È questo il contesto sociale in cui Matteo Botrugno e Daniele Coluccini (registi trentenni al loro primo lungometraggio, ma già autori di diversi corti e videoclip musicali) immergono Et in terra pax (un prodotto low budget con piccoli mezzi che si è però nutrito della collaborazione e della passione di molti, bravi professionisti), moderna storia di ‘Accattoni' di periferia votati allo sbando e all'isolamento sociale. Un film che nonostante qualche imperfezione, rievoca tutto lo strazio di un mondo chiuso a riccio su sé stesso, incapace di modificare e modificarsi.
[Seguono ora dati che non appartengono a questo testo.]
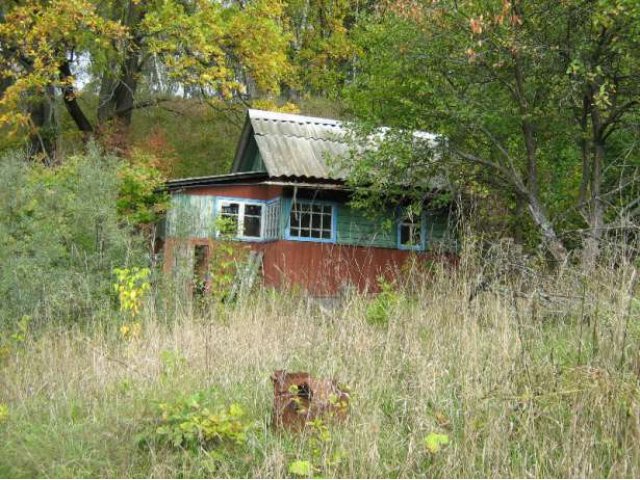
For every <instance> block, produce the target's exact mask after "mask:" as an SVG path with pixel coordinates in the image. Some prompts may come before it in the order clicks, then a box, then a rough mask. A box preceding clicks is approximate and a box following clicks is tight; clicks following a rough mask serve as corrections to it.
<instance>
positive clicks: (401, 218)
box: [396, 207, 427, 252]
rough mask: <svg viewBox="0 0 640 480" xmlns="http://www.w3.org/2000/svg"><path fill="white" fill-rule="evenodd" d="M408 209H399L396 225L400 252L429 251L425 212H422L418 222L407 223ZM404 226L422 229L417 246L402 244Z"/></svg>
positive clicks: (409, 222) (420, 214) (420, 251)
mask: <svg viewBox="0 0 640 480" xmlns="http://www.w3.org/2000/svg"><path fill="white" fill-rule="evenodd" d="M406 211H407V209H406V208H402V207H401V208H399V209H398V219H397V222H396V223H397V225H396V235H397V245H398V250H408V251H414V252H423V251H425V250H426V249H427V225H426V215H425V212H424V211H423V212H421V213H420V216H419V218H417V219H416V220H417V221H414V222H407V221H406V217H407V215H406ZM404 225H416V226H419V228H420V243H418V244H416V245H408V244H403V243H402V227H403V226H404Z"/></svg>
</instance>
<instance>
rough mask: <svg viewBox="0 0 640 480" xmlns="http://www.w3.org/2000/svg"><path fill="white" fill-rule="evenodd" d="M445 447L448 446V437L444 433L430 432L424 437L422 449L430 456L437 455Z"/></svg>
mask: <svg viewBox="0 0 640 480" xmlns="http://www.w3.org/2000/svg"><path fill="white" fill-rule="evenodd" d="M447 445H449V435H446V434H444V433H435V432H431V433H430V434H429V435H427V436H426V437H424V447H425V448H426V450H427V452H429V453H431V454H436V453H438V452H439V451H440V450H442V448H443V447H445V446H447Z"/></svg>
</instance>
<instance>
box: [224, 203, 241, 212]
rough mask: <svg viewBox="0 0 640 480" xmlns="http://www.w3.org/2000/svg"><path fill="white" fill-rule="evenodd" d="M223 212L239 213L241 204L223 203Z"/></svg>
mask: <svg viewBox="0 0 640 480" xmlns="http://www.w3.org/2000/svg"><path fill="white" fill-rule="evenodd" d="M221 210H222V214H223V215H224V214H227V215H237V214H238V212H239V211H240V205H239V204H238V203H228V204H226V205H224V204H223V205H222V209H221Z"/></svg>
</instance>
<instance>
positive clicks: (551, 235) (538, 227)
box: [528, 193, 567, 263]
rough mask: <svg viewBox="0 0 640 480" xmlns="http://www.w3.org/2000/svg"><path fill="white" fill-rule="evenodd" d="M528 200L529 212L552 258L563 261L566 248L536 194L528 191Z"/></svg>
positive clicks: (563, 261)
mask: <svg viewBox="0 0 640 480" xmlns="http://www.w3.org/2000/svg"><path fill="white" fill-rule="evenodd" d="M528 202H529V212H530V213H531V216H532V218H533V221H534V222H535V223H536V225H537V226H538V228H539V229H540V232H541V233H542V237H543V238H544V241H545V244H546V247H547V249H548V250H549V253H551V256H553V259H554V260H555V261H556V262H558V263H564V262H565V261H566V260H567V249H566V248H565V247H564V245H563V244H562V242H561V241H560V239H559V238H558V235H557V234H556V231H555V229H554V228H553V225H552V224H551V222H550V221H549V218H548V217H547V214H546V212H545V210H544V208H543V207H542V204H541V203H540V201H539V199H538V197H537V195H534V194H532V193H530V194H529V198H528Z"/></svg>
Ragazzi di vita (di periferia)

Appena uscito di prigione, Marco (Maurizio Tesei) è ‘determinato' a non ricadere nei giri che lo hanno portato a trascorrere diversi anni nel buio delle celle, ma l'accerchiamento del gruppo di ‘soliti amici' e una cupa situazione familiare presto piegheranno il ragazzo alle leggi del quartiere, portandolo a trascorrere le giornate seduto su una panchina, ad attendere clienti e a contemplare lo scorrere della vita, senza farne mai realmente parte. Tra i tanti viandanti che transiteranno di fronte a quella sua panchina incolore, pellegrini di un viaggio che sembra non avere passato né futuro, ci sarà anche Sonia, ragazza tenace e volitiva, la cui voglia di emancipazione attraverso lo studio e un lavoretto per ‘alzare qualche spicciolo' si scontrerà (come per Marco) con la ben più dura realtà del quartiere, fagocitato e rappresentato dalla minacciosa ombra del Serpentone di Corviale (un luogo che a detta dei registi rappresenta un po' tutte le periferie, grigie e attraversate da un fitto pulviscolo di malavita) che si profila alle spalle di questi destini incrociati, di cui fanno parte anche Faustino, Federico e Massimo detto "Nigger", perfetti esemplari di quella vita di noia e perdizione capace di trasformare un innocuo ‘branchetto' di perdigiorno in un feroce trio, accecato di riscatto. E mentre Sonia rimarrà vittima delle frustrazioni del branco, Marco dovrà ergersi (anch'egli vittima) suo malgrado a carnefice, entrambi emblema di un negativo circolo vizioso quasi impossibile da spezzare, della ‘banalità del male' che spesso ottunde le nostre esistenze.

Sacro e profano

Ricalcando e mescolando i temi cari a Pasolini, Et in terra pax appare come la rivisitazione moderna di un Accattone in cui s'intrecciano coeve storie di moderni Ragazzi di vita di una periferia romana in cui la droga si mischia all'olezzo delle bische di quartiere, la canicola estiva alla soffocante scenografia di luoghi fantasma, desolati e desolanti quanto le fragili esistenze che vi bazzicano quotidianamente. Lavorando per sottrazione e dunque stilizzando molto i protagonisti e gli scenari che fanno da sfondo a questa storia particolare (solo parzialmente immersa nella Roma dialettale di periferia) e universale (tutte le periferie del mondo), i due registi mischiano (come amava fare Pasolini) il profano dei luoghi e delle vicende, condizionate da un'umanità misera e corrotta, al tono sacro e austero della musica classica (l'Et in terra pax di Vivaldi che dà il titolo all'opera) e di un simbolismo (è il rogo del fuoco - forse - purificatore e catartico ad aprire e chiudere il film) che aspira a universalizzare la storia. Una storia che sposta l'attenzione dai protagonisti fittizi (i cinque ragazzi tutti più o meno spaesati dal non-luogo in cui vivono) a quelli reali (la noia, la solitudine, l'abbandono e il silenzio deflagrante di una periferia priva di colori, spenta, innocua e devastante). La sacralità della Vita che si scontra con la profanità del quotidiano, della popolare tragedia umana incarnata dalla terribile banalità di certi gesti (lo stupro casuale come riaffermazione della propria esistenza). Un linguaggio cinematografico minimalista che gode della buona prova degli attori (tutti molto misurati) e del penetrante ritmo dato dai silenzi di un luogo che sembra, per sua natura, risucchiare la linfa vitale dell'uomo, confinandolo al perimetro di una panchina, lo sguardo perennemente chiuso su sé stesso.     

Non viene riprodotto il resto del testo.